Ryan P-59 Fireball
The development of jet fighters began during World War II began, but the United States fell behind early as it worked on fielding propeller-driven aircraft and then building them in great numbers. One of the earliest efforts was the U.S. Navy’s P-59 Fireball, a hybrid propeller-jet fighter that lacked in several areas.
There were still a lot of unknowns about the operation of jet aircraft from fleet carriers and the concept of a mixed powerplant fighter would combine what was known, namely that a conventional radial engine had the performance for a carrier takeoff and a wave-off from landing and that a jet engine could provide a boost for high-speed performance.
The Fireball’s radial engine was a Wright R-1820 Cyclone 9-cylinder radial engine generating 1,425 horsepower. The R-1820 was used on a variety of World War II planes — fighters and bombers — from the Boeing B-17 Flying Fortress to the Douglas SBD Dauntless and Curtiss SB2C Helldiver. The choice of radial engine was a surprise since the standard engine of the Navy fighters of the day was the 2,000 horsepower Pratt & Whitney R-2800 18-cylinder Double Wasp.
As for the jet engine, it was a General Electric I-16 (later redesignated J31) developing approximately 1,600 lbs of thrust.
Early jet engines featured sluggish throttle response so the Navy considered them too dangerous for carrier landings. As such, pilots in Fireballs took off and landed on carriers using their radial engines, making the aircraft pretty conventional for all intents and purposes. It was basically a prop-driven fighter with a jet engine in the rear. That said, one pilot did land a Fireball on the USS Wake Island carrier under jet power after his radial engine failed.

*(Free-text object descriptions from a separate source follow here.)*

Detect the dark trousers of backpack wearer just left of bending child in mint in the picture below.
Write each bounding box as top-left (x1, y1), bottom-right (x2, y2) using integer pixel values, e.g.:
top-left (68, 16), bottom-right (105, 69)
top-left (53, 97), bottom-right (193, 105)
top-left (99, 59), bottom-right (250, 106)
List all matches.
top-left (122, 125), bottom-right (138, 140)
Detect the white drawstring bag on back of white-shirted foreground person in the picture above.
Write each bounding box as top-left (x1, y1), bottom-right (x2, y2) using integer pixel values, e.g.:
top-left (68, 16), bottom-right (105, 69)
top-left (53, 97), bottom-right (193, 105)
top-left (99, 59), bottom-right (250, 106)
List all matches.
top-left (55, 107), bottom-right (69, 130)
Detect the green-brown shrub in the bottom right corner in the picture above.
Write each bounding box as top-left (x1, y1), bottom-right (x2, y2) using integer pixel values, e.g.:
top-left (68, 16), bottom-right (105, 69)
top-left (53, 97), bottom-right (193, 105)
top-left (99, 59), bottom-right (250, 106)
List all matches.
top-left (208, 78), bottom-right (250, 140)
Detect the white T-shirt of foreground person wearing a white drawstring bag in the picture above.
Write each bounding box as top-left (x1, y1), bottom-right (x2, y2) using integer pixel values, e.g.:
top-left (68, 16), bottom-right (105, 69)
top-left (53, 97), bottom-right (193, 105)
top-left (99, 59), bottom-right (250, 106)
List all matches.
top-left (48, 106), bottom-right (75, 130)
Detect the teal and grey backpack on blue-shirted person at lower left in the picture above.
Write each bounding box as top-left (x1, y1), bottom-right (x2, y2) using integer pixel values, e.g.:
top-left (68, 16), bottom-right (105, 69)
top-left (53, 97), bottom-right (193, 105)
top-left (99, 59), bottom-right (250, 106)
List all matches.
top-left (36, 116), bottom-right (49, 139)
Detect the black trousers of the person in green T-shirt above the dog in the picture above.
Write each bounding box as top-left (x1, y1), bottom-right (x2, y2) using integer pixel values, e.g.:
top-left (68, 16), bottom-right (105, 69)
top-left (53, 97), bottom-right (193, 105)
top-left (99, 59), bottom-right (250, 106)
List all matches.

The planes made their debut in 1945 and never saw combat. Not many were made, either — only 66. They were quickly replaced by the next generation of true jet fighters. The Fireball had a poor range and they were also slower than other planes, even when using their jet engines. Still, the Fireball was important to Navy fighter development as the sea service’s first jet-powered aircraft.